O diálogo intenso entre a União Europeia e a UEFA continuou a bom ritmo. A UEFA também começara a escutar os adeptos e eis que teve lugar a primeira reunião entre grupos de adeptos e a entidade que tutela o futebol europeu. A luta contra o doping, corrupção, apostas ilegais continuou a ser alvo de um forte combate. Foi também levado a cabo incessante trabalho e várias áreas sociais e humanitárias, incluindo a luta contra o racismo e formaram-se parcerias com organismos bastante específicos, uma vez que a UEFA acredita que o futebol pode ser usado como força para beneficiar a sociedade. Noutra medida crucial, realizada em Setembro de 2009, o Comité Executivo da UEFA aprovou o conceito de "fair play" financeiro, criado para impedir excessos de natureza financeira por toda a Europa do futebol e para salvaguardar a estabilidade do futebol de clubes na Europa.

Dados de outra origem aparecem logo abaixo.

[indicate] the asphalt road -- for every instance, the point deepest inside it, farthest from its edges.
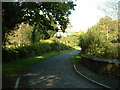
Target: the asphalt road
(55, 72)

No mesmo mês, o Comité Executivo da UEFA aprovou a criação de uma nova empresa – UEFA Events SA – para gerir as operações económicas e comerciais da UEFA. David Taylor foi nomeado director-executivo da nova companhia a 1 de Outubro de 2009, ao mesmo tempo que Gianni Infantino foi promovido a Secretário-Geral. O tempo nunca pára e a UEFA, agora com joviais 60 anos, continua a avançar com confiança…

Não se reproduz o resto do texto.